MARK HERMAN: “It was a challenge to bring the book to the screen. I think one of the reasons the film rights hadn’t been already gone is that it is quite hard to imagine it as a film when you read it as a book. But I just fancied the challenge, and I also fancied working on my own for a little while, without any script notes from upstairs anywhere, and that’s why I bought the film rights myself. I was sort of buying my freedom for a short while. It’s a very tricky adaptation. I’ve done four adaptations now, and I think this was the biggest challenge.”

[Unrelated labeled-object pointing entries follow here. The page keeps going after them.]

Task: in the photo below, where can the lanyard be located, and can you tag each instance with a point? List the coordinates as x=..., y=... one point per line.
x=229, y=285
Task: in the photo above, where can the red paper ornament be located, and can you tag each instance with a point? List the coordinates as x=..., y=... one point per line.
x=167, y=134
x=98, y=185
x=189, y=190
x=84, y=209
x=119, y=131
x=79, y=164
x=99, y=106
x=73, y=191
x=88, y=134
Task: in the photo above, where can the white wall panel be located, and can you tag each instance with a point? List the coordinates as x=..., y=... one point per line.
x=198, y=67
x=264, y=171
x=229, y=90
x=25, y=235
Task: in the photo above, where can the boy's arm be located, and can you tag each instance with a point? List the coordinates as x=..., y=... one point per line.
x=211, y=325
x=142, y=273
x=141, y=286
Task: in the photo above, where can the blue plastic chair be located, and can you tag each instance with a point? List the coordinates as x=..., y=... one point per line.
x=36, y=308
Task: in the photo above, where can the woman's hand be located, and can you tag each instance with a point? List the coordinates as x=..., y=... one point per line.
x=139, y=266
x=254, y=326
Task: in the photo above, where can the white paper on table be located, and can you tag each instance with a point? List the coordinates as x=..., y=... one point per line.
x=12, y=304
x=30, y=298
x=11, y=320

DAVID THEWLIS: “I based this character on Rudolf Hoess, since there was this book, The Commandant of Auschwitz available, which is his autobiography. He was ordered to write it between his trail and execution. He describes the atrocities, and it’s a very strong book because he has no remorse. He tries to be apologetic, but used the line that he was only following orders; he never says it was wrong. [I wanted to show] the dichotomy of him as a loving father and husband, as most of my character’s scenes take place within the house. You don’t see him at the camp until the very end of the film. Rudolph Hoess talks about his family in the book, these men were fathers and loved their children, but it was obviously incomprehensible that they were able to kiss their children goodbye at the door and then go murder children in the same day.”

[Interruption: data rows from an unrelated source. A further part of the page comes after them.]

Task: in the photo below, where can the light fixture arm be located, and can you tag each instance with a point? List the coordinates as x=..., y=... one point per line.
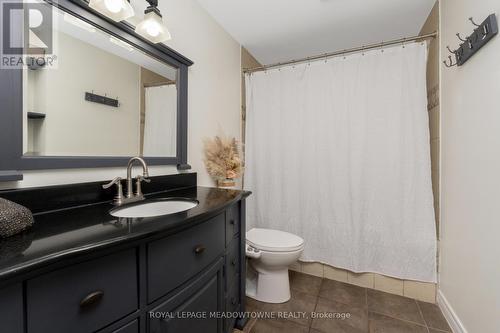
x=153, y=7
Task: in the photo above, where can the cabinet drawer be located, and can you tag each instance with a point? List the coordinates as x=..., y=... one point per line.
x=232, y=222
x=11, y=309
x=132, y=327
x=232, y=262
x=201, y=297
x=175, y=259
x=232, y=305
x=84, y=297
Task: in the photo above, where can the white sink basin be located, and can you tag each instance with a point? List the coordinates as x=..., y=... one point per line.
x=154, y=208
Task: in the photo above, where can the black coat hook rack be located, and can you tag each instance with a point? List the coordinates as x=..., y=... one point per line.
x=481, y=35
x=91, y=97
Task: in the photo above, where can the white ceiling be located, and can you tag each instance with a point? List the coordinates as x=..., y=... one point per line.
x=279, y=30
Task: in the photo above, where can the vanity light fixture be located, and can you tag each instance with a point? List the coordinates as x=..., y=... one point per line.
x=152, y=27
x=117, y=10
x=121, y=43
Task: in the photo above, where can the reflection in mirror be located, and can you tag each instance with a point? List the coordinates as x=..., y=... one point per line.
x=102, y=97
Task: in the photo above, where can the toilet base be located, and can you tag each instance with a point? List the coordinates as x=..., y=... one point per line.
x=269, y=287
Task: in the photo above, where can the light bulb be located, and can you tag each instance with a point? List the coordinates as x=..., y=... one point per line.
x=153, y=29
x=113, y=6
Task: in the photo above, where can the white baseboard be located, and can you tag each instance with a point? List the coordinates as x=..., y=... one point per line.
x=450, y=315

VERA FARMIGA: “I tried to find as many snapshots and portraits of what it meant to be a woman, a dutiful wife and loving mother in Germany at that time. Her highest purpose in life first came to her husband, being an accomplice to his desires and ambitions, and bearing him as many children as you could bear. I tried to find as many accounts, references, diaries and journals as I could. It was hard for me in doing the research to believe that the wives of the commandants [of the concentration camps] claimed that for two years they didn’t know that people were being hurt. Ultimately, the apathy comes from having a narrow periphery with what immediately affects you, your place in society, the safety of your family. It’s hard to understand.”
HERMAN: "I’ve wanted to work with David Thewlis for many years. There are very few actors who I think would take this role on and perform it as brilliantly as I think he does. It’s quite a dangerous role, and I think he’s fantastic in it, there’s very few actors who can play that kind of character, who can play chess with his son one night and then the next day go out and kill several hundred people, it’s a challenging role.”

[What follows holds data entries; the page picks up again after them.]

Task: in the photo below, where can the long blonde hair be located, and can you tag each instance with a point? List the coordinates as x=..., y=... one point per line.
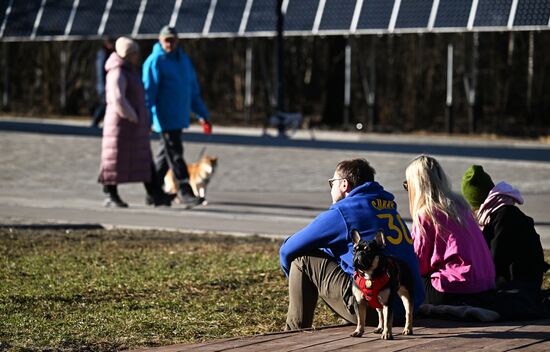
x=430, y=192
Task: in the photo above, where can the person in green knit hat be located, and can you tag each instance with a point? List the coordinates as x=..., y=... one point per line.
x=513, y=241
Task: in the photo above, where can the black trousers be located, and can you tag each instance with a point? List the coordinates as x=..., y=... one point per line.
x=153, y=187
x=170, y=156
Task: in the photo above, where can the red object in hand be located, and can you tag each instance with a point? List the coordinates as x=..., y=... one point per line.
x=207, y=128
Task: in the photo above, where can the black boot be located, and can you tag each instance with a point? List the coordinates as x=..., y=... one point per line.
x=162, y=199
x=186, y=196
x=156, y=195
x=112, y=199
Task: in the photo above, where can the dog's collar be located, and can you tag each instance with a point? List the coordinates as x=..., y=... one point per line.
x=371, y=288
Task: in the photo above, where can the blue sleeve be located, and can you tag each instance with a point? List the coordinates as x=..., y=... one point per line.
x=197, y=105
x=327, y=229
x=150, y=82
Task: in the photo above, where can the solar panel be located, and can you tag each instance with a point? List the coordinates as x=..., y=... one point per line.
x=227, y=16
x=375, y=14
x=21, y=19
x=54, y=18
x=532, y=13
x=192, y=16
x=156, y=15
x=337, y=15
x=300, y=15
x=453, y=13
x=414, y=13
x=88, y=17
x=263, y=16
x=122, y=17
x=492, y=13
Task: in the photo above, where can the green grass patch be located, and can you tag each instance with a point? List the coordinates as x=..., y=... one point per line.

FARMINGA: “One of the hardest scenes for me was when Elsa smells the smoke, and she’s told what the scent in the air is. We were shooting in the spring and it was a day where the trees were weeping pollen, so the sky was full of what seemed like ash, and if you look closely you’ll see these little things floating through the air which was pollen.”
THEWLIS: “I think Asa and Jack give two of the best performances of children in recent memory. They’re just astonishing, which is what makes the film so powerful I think; you just love them both.”
HERMAN: “It was probably a harder job for Jack, and his character, than it was for Asa, although the stamina required by Asa is enormous because he’s in nearly every scene, and had to be on set every day. Jack was only there for three weeks in the middle of the shoot. But the performance from Jack, well both of them, I’m still amazed by it. And I can’t begin to explain how I got it, but there was a fantastic kids’ acting coach called Celia Batton who was on the set, and she would just simply get them in the mood just before they came on set.”
FARMINGA:
“We had the luxury of shooting this in order, which you don’t have as an actor, but we really did it for the children. We didn’t take on the responsibility of teaching them what the holocaust was about, we felt it was the parents’ duty to do that, and in fact shooting chronologically, it became a history lesson for the children.”